Slice and Dice is now up to an alpha level of development with the majority of the features that I have planned for it working. One of the nice features that I'm putting into Slice and Dice is that the user can grab a part that is to be printed off of a 3D CAD file and convert it "as is" into an STL file. Rotating the grabbed part into an orientation suitable for printing and positioning it on the printing work table can be done completely within Slice and Dice.
I've taken the attitude that Slice and Dice, since my implimentation is much slower that RepRap's is something that shouldn't have to be used every time somebody wants to print a part. That attitude implies that Slice and Dice will produce an interim data transfer file that Tommelise's Control Panel will use. As a result of this approach Tommelise's control panel is a much smaller app that is more akin to a printer driver than a control panel like RepRap employs.
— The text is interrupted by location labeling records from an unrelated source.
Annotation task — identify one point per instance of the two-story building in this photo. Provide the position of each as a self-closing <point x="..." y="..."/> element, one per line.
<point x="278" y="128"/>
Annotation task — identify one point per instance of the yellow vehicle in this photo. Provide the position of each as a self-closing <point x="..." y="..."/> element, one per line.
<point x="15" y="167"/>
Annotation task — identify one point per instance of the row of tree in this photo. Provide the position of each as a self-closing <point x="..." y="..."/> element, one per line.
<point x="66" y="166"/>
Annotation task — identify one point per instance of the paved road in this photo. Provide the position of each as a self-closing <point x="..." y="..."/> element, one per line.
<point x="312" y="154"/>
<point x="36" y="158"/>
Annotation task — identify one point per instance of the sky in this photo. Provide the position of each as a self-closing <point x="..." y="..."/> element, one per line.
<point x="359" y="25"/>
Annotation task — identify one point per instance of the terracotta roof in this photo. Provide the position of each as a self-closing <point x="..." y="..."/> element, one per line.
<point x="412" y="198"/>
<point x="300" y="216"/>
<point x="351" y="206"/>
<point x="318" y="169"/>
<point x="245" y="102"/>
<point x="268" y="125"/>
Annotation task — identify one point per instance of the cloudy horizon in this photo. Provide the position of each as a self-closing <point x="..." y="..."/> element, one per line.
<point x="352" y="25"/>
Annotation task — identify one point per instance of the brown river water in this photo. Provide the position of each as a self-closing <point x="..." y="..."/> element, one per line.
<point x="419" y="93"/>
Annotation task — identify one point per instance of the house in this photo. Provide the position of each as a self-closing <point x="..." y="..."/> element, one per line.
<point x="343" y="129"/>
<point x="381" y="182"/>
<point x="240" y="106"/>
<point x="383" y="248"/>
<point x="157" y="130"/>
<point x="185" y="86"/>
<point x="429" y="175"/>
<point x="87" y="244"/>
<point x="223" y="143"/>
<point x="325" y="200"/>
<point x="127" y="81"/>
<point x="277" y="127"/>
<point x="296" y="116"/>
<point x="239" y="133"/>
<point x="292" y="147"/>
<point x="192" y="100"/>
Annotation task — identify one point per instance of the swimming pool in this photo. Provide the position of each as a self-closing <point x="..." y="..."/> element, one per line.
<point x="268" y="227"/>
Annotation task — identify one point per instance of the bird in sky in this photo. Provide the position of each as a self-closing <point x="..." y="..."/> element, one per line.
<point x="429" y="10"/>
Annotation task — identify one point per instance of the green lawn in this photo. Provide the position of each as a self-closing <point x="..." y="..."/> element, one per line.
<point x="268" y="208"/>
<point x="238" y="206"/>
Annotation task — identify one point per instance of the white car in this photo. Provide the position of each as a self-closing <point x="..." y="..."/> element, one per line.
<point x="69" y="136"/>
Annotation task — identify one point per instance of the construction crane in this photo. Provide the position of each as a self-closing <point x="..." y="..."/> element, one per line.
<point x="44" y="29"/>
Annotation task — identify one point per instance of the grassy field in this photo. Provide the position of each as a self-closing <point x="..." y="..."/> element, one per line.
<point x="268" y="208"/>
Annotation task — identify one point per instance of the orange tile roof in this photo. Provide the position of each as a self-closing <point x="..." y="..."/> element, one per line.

When I gave people a look at my interim data transfer file, Zach Smith noted that it looked like it was going to be a right bastard to parse. Zach works with web apps and is a bit of a data transfer file wizard. When I mentioned to him that I'd written it in an "XML-ish" mode he reasonably asked why I didn't just do it in XML outright then. It was one of those simple notions that isn't at all obvious till somebody like Zach has the wit to voice it. Since then Zach has been kind enough to see me through moving the data transfer file format I'd created over into proper XML.
The data transfer file for Tommelise is just about where it needs to be this morning. You can see a sample of the file structure here. I've taken the first layer of the gearmotor coupling that Adrian designed for the RepRap Mk 2 Thermoplast extruder.
The perimeter paths are still a little too bulky, but they work. What's nice about using the XML file format is that you can use XML parsers to display and edit the contents. That's very handy.
If you are interested in working with Slice and Dice you can download the latest alpha release (version 0.0.4).